Moving on
After five years on the Young Fabian Executive, I decided earlier this year not to re-stand. In recent days, the election results have been published and the question of which elected executive members take on which tasks has been resolved. Today, co-opted members of the Young Fabian Executive will be chosen.
All of which means it’s time for me to move on and hand over editorship of this blog.
Matt Zarb-Cousin, who has blogged for the likes of Political Scrapbook and the Huffington Post, will be taking over. Like me last year, he holds the position of Secretary of the Young Fabians.
When I first joined the Young Fabian Executive in 2006/7, our new media offer was relatively light. This blog didn’t exist. Sam Strudwick, then Web Officer, set one up when he redesigned the Young Fabian website a year or so later. But it wasn’t until I took on Editorship of the blog that we started getting the quality and frequency of content that you need to make any blog viable.
The editorial direction of the blog has grown organically. Originally, just executive committee members and the odd guest author would post. Now it has broadened into a space for Young Fabian members to share their ideas and develop their writing, alongside contributions from guest authors.
Colleagues on previous Young Fabian executive committees will know how much I’ve nagged to get blog content built into their other work. Not only is it a timely way of sharing ideas and thoughts, but it also provides content for members and supporters wherever they’re located and at whatever time is convenient for them. It is also a great way for members to get involved in Young Fabian work.
All the effort put into the blog since it launched two years ago has yielded encouraging results. Our readership continues to grow and we’ve been recognised in the Total Politics blog awards in several different blog categories this year. Our content is also being read by key opinion formers – our Middle East Programme travellog generated significant amounts of interest in the blogosphere earlier this year, resulting in our highest ever daily readership since the blog began.
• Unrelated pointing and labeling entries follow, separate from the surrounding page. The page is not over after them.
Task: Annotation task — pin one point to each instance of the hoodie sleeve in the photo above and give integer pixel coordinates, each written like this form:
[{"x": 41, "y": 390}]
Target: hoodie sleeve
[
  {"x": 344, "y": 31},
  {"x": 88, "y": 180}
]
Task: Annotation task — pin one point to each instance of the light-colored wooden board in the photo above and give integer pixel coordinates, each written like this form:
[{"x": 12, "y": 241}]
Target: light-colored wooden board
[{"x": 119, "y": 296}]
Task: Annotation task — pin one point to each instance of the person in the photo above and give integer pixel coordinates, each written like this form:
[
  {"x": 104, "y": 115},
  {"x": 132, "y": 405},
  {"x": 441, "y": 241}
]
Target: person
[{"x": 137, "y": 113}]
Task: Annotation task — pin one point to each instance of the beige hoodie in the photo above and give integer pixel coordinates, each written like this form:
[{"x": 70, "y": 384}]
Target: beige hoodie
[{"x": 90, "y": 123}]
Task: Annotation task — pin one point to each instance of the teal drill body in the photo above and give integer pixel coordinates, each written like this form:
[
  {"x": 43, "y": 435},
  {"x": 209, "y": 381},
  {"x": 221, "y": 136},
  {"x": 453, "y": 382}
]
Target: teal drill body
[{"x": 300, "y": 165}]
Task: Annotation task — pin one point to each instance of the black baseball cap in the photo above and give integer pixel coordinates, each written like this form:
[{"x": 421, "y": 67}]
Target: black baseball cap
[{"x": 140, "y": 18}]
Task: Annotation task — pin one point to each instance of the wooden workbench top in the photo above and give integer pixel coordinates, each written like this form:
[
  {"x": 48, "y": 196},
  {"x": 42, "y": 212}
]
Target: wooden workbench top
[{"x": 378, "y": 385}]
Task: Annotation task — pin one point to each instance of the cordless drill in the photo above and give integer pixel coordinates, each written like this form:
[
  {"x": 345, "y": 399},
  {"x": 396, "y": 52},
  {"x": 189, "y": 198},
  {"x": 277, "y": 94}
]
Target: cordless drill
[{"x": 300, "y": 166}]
But we shouldn’t rest on our laurels. I remember a little over a year ago having a conversation with a Young Fabian member who was criticising the way the blog was managed. He felt it wasn’t open enough and wanted more opportunities for members to be able to write. It was heartening that even then the blog was considered a central part of our published output. But, while I took on board the criticism, I remember thinking how irritating progressives can be – always focusing on improvements yet to make, rather than recognising what has already been achieved (at the time of our conversation, the blog had only been in existence for a year).
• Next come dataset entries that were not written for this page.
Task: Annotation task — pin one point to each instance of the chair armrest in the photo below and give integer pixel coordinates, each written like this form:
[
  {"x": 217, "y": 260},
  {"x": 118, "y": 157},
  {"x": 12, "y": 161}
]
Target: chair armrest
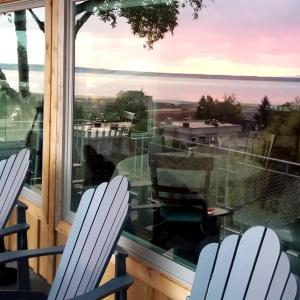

It is difficult for any one individual to meet that desire for constant progress and improvement indefinitely. Continued progress relies on continued renewal of ideas and of people.
In terms of published output, I’ve had two key roles with the Young Fabians – Editor of Anticipations, and Editor of the its blog. With both, I felt two years was more than enough time to make changes and improve their standing and content before allowing others to develop them further. I’d like to think I’ve made a difference to the way the Young Fabians think about publications and to the way its executive serves the membership.
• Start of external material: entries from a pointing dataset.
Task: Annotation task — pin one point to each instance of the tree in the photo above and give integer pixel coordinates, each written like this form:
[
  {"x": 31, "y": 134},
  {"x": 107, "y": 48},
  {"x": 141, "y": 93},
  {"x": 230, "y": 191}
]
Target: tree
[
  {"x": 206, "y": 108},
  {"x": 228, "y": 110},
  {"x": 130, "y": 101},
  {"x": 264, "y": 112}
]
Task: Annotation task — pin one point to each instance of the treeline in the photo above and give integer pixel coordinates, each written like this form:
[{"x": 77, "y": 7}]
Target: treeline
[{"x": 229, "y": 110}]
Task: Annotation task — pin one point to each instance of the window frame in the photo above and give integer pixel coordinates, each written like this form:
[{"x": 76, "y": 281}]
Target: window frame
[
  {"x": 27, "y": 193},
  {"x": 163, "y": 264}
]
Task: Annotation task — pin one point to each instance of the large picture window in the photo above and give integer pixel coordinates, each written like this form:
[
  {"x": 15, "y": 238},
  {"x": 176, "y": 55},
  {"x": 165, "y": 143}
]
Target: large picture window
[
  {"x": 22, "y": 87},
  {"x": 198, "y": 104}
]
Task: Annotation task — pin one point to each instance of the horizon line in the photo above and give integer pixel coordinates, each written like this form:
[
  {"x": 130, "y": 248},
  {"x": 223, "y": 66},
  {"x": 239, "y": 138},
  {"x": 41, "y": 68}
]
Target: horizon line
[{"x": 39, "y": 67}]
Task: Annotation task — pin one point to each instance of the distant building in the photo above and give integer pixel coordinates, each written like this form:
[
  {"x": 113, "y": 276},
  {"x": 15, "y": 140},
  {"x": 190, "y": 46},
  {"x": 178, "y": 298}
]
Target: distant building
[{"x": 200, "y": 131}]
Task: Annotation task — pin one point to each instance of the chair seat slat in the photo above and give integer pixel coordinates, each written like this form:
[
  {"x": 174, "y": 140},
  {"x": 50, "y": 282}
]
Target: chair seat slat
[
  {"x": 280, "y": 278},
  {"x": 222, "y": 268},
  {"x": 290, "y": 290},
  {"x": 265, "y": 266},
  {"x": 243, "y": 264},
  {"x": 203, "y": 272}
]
Matt is well placed to pick up the baton. And I wish him well. I look forward to seeing the blog evolve further and writing for it again in future.
I’d like to thank the many people who have contributed to this blog over the last two years and to my executive committee colleagues whose ears I’ve bent repeatedly. I’m also particularly grateful to Louie Woodall who has ably assisted me with the editing of this blog over the last six months or so.
And to you for reading the blog, thus making all the effort worthwhile.
Alex Baker was a member of the Young Fabian executive between 2006-7 and 2010-11. He is a former Editor of the Young Fabians Blog and Anticipations, the journal of the Young Fabians.